Education and physical activity should be provided to the whole family in order to ensure successful lifestyle change to occur for the child.  It is hoped that by encouraging whole family participation that a lasting positive outcome would result. 

Pender, Murdaugh and Parsons (2011) stated “the significant role the family plays in the development of both health-promotion and health-damaging behaviors, beginning at a very early age is well documented” (p. 243).  Golley, Magarey, Baur, Steinbeck and Daniels (2007) stated “parenting-skills training combined with promoting a health family lifestyle may be an effective approach to weigh management in prepurbertal children, particularly boys” (p. 517).

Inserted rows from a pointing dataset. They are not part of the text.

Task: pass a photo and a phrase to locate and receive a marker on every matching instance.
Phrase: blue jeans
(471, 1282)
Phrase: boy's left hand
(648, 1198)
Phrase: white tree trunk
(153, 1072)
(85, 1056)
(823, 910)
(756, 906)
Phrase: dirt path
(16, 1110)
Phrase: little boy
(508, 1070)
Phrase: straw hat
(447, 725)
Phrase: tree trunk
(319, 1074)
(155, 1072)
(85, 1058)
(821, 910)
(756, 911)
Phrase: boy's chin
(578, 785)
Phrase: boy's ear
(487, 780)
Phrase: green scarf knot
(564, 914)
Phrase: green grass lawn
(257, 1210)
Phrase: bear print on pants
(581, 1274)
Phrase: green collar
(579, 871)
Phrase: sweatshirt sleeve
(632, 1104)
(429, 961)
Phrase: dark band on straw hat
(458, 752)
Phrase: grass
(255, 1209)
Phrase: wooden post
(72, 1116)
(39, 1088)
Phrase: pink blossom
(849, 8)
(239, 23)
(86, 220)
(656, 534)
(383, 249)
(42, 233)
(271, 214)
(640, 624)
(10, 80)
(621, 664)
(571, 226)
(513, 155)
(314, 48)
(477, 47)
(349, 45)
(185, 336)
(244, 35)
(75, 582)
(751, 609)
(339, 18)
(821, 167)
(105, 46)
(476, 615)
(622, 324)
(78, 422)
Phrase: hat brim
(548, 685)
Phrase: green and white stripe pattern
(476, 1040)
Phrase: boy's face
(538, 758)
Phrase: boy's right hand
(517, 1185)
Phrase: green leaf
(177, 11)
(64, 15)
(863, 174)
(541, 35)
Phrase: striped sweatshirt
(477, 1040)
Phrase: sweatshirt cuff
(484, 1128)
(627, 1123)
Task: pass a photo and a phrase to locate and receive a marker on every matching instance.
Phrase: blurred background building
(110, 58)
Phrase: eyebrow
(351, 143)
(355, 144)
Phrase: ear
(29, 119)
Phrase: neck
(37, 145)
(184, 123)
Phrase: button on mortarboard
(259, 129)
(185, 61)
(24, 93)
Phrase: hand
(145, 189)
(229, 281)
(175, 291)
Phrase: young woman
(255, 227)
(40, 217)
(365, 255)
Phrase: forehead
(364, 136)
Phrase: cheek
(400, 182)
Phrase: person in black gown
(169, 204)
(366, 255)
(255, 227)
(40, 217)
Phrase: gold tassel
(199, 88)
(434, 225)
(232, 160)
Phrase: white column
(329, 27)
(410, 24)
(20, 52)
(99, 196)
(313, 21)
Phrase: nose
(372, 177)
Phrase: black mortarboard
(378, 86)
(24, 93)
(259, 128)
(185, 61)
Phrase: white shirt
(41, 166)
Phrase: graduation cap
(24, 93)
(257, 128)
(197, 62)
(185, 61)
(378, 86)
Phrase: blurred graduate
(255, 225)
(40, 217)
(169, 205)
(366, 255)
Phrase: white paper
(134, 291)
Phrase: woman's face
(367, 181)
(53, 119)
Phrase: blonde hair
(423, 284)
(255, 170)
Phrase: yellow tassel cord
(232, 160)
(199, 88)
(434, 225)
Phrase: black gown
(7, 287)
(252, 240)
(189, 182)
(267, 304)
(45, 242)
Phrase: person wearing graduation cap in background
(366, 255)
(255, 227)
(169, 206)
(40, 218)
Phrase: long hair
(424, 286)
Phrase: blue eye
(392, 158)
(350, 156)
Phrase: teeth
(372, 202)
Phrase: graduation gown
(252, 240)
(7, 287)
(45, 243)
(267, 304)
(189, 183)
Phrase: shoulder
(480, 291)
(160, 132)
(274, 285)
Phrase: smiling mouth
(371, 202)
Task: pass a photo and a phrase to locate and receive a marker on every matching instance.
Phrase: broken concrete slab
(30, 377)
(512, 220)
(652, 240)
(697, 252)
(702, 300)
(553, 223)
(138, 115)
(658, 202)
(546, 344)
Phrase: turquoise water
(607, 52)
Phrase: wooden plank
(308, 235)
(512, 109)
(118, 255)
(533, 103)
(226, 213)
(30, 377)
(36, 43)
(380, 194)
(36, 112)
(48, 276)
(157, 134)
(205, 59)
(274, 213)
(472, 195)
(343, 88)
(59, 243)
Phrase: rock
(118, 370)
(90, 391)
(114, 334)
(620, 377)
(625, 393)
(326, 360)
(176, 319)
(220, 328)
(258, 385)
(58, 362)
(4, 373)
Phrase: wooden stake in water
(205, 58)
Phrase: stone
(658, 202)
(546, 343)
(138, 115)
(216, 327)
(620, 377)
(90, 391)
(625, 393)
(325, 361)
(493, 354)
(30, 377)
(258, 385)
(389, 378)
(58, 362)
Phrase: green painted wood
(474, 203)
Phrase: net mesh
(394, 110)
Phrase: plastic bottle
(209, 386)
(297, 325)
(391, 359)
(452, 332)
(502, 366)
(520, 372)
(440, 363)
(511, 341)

Critical Outcome Indicators

            Outcome indicators aim to achieve results that matter to the patient (Larrabee, 2012).   Critical outcome indicators include improved BMI, improved laboratory measurements, improved health behavior, improved dietary patterns and increased frequency of physical activity. 

Goals and Purpose

The health goal is to improve outcomes of obese children living in rural Tulare County, California.  Quality goals are to improve access to diagnostics, early treatment and continuity of care with the use of evidence-based practices that include family participation.  Quality measures include the participant’s understanding of the nature of obesity, treatment, the negative impact of obesity on lifestyle and overall health.  These aspects will be measured through documentation of BMI status, weight classification, percent of physical activity and nutritional counseling.

Purpose Statement

            The purpose of the EBP proposal is to promote health and well being in overweight/obese children and their whole family through participation in a nine-week multi-component, family-based community intervention program.